I would like to thank the author Anthea Ramsay for taking the time to share her life with us. It’s not easy to write a book, and even more difficult to publish one. And when you read a book like this it’s not about agreeing or disagreeing with what’s been written, it’s about realizing this is one person’s account, one person’s experiences, and one person’s views, so take what you want from it, and leave what you don’t.
Great job. I loved it. Five stars.
by Rhodes & Fox Manhattan
From considerable research to include treasured photographs and personal diaries, the author pieced together this heartwarming story that first took root with her grandparents'. Supporting the narrative along the way, a generous amount of photographs was sprinkled throughout. Faces emerged behind the prose adding luster to the storyline.
Leaving England in his wake, twenty-two-year-old George Ramsey made his debut into British East Africa. The year was 1898. He responded to an ad in a British newspaper placed by the government for an accountant to work a two-year stint in Africa.
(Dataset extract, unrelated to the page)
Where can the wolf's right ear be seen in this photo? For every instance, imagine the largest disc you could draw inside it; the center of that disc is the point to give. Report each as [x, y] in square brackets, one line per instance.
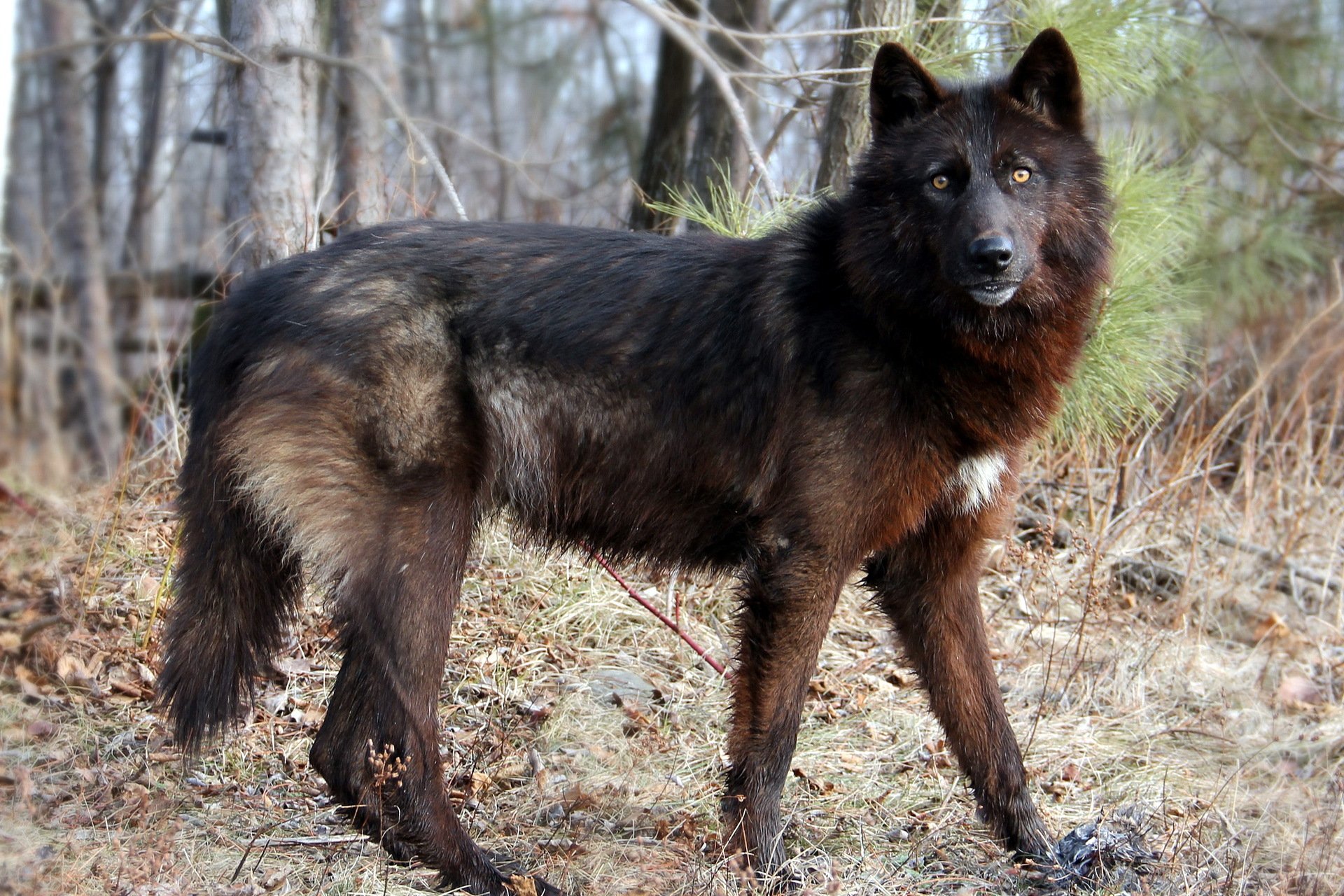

The opportunity sounded exciting and with no further ado he was on his way. This did not fare well with his fiancée, Alice. Tearfully, she told him she'd wait till his two-year contract was up. Time moved ever so slowly.
George had no idea what he was getting himself into. At first, he was not prepared for the hidden dangers that lurked around every bush and stream. Many unsuspecting lives were lost. Countless man-eating lions roamed freely. Extra caution would be necessary in order to survive the fearsome elements. To ensure his safety, learning the language and ways of the local tribes such as the Kikuyu and Maasai were top on the list. Lawlessness ruled the land.
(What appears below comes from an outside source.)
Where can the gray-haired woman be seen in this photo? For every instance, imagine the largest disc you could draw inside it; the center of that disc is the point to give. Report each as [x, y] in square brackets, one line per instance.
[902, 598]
Two years turned into four and Alice was finally able to reunite with her future husband, George. Back in the day as protocol would dictate, shortly after her arrival they were married. A romantic honeymoon had waited them in Nairobi.
At the time, the motorcar has not yet made its entrance into the ever-growing village, soon to be a bustling city. The only form of transportation available was by ox-wagons or zebra, when in Rome...
Working tirelessly, George watched his empire build as he first invested in real estate. Soon he attracted many hungry investors. Eventually his business prospered and split off into many subsidiaries. He was instrumental in seeing the Muthaiga Country Club built to the highest of specifications. It drew all the aristocrats and well-to-do from near and far.
The Ramsay's had two sons. The youngest was destined to become the author's father- Derek. Like his father before him, he fell in love with East Africa. Following in the family's footsteps, author Anthea Ramsay drew her first breath in East Africa and has fond memories of her childhood there as shown from beginning to end of this well-written biography.
by Paul Falk
I thought this was a well written and utterly fascinating read of the authors family, which the author took from her grandparents diaries, letters and photos, her parents and of course her own memories of growing up there. The story starts with her Grandfather, George Ramsay who left England, to move to Africa in 1899, To work as an accountant for the newly started Uganda railway and later sending for his fiance to join him there.
From living in a tent, to eventually building various homes, this story takes us through the wild life of the pioneers that moved there, and their families who followed and stayed for a country they loved.
From fierce wild animals to diseases, and hostile tribes and Mau Mau rebellion.
This is a book well worth reading if you love to read about Africa and the different people who settled there.